O assunto envolvendo a proteção patrimonial pela união estável novamente veio à tona em 2015, quando a Segunda Seção do Superior Tribunal de Justiça firmou entendimento no sentido de que, no caso de uma união estável que chega ao fim e que estava sob o regime de separação parcial de bens, a divisão daquilo que foi adquirido durante o relacionamento depende de a pessoa provar que as duas partes do casal contribuíram para obter o patrimônio
Apesar de tal decisão judicial, esta não possui efeito de lei e não pode ser utilizada como elemento norteador para tomada de decisões, dada a sua fragilidade. Não são raras as causas que começam em razão de um entendimento jurisprudencial e, pela morosidade do Poder Judiciário nacional, quando se encerra, os Tribunais já o alteraram, sendo a ação julgada improcedente.

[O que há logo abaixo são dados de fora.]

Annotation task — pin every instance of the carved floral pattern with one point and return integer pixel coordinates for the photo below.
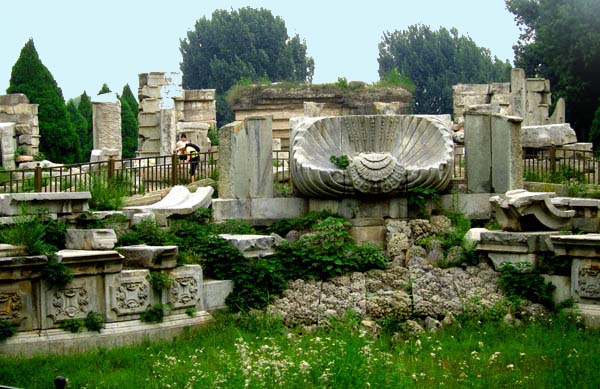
(131, 297)
(69, 303)
(589, 282)
(10, 306)
(184, 292)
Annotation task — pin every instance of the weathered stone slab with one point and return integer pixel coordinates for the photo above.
(215, 293)
(58, 203)
(91, 239)
(252, 245)
(585, 280)
(149, 257)
(128, 294)
(186, 288)
(547, 135)
(246, 159)
(513, 208)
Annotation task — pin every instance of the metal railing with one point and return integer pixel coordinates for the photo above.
(140, 175)
(557, 165)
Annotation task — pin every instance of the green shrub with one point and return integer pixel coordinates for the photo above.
(94, 321)
(28, 231)
(340, 162)
(154, 313)
(72, 325)
(518, 281)
(7, 329)
(327, 252)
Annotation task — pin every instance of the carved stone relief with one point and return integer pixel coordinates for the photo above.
(69, 303)
(11, 305)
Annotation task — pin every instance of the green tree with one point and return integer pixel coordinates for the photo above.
(595, 129)
(86, 137)
(245, 43)
(81, 126)
(129, 123)
(560, 41)
(59, 140)
(436, 60)
(129, 130)
(128, 96)
(104, 89)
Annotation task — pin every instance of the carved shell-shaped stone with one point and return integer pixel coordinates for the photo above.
(388, 154)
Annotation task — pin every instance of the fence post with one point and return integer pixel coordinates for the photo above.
(111, 167)
(174, 163)
(37, 178)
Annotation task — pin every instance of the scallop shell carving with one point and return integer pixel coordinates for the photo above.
(388, 154)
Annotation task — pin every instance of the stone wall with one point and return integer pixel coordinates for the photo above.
(166, 112)
(528, 98)
(15, 108)
(283, 104)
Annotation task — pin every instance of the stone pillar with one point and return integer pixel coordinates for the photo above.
(15, 108)
(106, 118)
(493, 149)
(245, 159)
(149, 116)
(518, 92)
(8, 145)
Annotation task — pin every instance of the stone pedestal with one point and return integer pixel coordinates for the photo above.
(107, 124)
(246, 159)
(493, 146)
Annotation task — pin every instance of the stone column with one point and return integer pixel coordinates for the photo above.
(245, 159)
(493, 149)
(106, 120)
(8, 145)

Enquanto isso, no casamento, o nubente ingressa no relacionamento ciente de todos os seus direitos em caso de separação, o que diminui o risco de litígio futuro. Neste, o regime de separação de bens é obrigatoriamente exigido, ou seja, devem os nubentes, anteriormente à realização da cerimônia, optar pelos regimes hoje disponíveis no Código Civil.

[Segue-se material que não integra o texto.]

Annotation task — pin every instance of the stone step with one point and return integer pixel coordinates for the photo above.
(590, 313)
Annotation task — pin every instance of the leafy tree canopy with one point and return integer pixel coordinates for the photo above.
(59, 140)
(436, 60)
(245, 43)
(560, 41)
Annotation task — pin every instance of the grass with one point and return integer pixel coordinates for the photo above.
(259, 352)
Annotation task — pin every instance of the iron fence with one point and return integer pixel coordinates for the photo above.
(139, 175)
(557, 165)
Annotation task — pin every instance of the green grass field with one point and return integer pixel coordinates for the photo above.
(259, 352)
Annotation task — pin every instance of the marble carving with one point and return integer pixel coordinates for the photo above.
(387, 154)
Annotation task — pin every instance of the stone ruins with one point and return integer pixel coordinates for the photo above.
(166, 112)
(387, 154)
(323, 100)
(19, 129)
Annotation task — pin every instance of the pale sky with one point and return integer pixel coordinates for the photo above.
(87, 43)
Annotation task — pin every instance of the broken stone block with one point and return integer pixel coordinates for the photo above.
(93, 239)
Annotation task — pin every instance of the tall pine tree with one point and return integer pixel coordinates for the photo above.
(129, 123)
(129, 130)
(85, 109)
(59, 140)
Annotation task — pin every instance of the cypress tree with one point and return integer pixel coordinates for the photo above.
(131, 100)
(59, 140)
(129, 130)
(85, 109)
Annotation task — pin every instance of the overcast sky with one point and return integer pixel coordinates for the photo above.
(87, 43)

Abaixo, para melhor compreensão, os regimes matrimoniais mais utilizados nos casamentos brasileiros, com uma breve descrição de cada um:
– Comunhão Parcial de Bens: Neste regime são arrolados os bens dos nubentes, anteriormente ao casamente, e classificam-se como bens comuns aqueles adquiridos/recebidos na constância do casamento, exceto os provenientes de doação ou sucessão, os adquiridos com o produto da venda de bens particulares ou sub-rogação, os bens de uso pessoal e os instrumentos de profissão. Os valores alimentares, tais como salário, pensões ou rendas semelhantes, também não são objetivo de partilha;
– Comunhão Universal de Bens: Neste regime, há de ser estipulado, em pacto antenupcial, a comunicação de todos os bens dos cônjuges. Neste regime não fica impedida a existência de bens unicamente de um dos cônjuges, porém, na transferência, doação ou outra operação que consolide a propriedade do bem, deverá constar cláusula de incomunicabilidade em relação ao outro cônjuge;
– Separação Total de Bens: Neste, novamente deverá haver um pacto antenupcial, que atribui individualidade a cada cônjuge na administração de seu próprio patrimônio. Os bens são todos, ou seja, os anteriores ao casamento, os presentes e futuros, bem como os seus frutos e rendimentos.
De todos os regimes hoje disponíveis no sistema legal pátrio, ainda o de separação total de bens parece ser o mais benéfico para os casos em que os nubentes ingressam no matrimônio com bens próprios e frutos de seus próprios esforços. Também, é uma forma de proteção para aqueles bens que possam vir a ingressar na gama patrimonial de cada um, e dos quais não se quer abrir mão em caso de divórcio ou separação.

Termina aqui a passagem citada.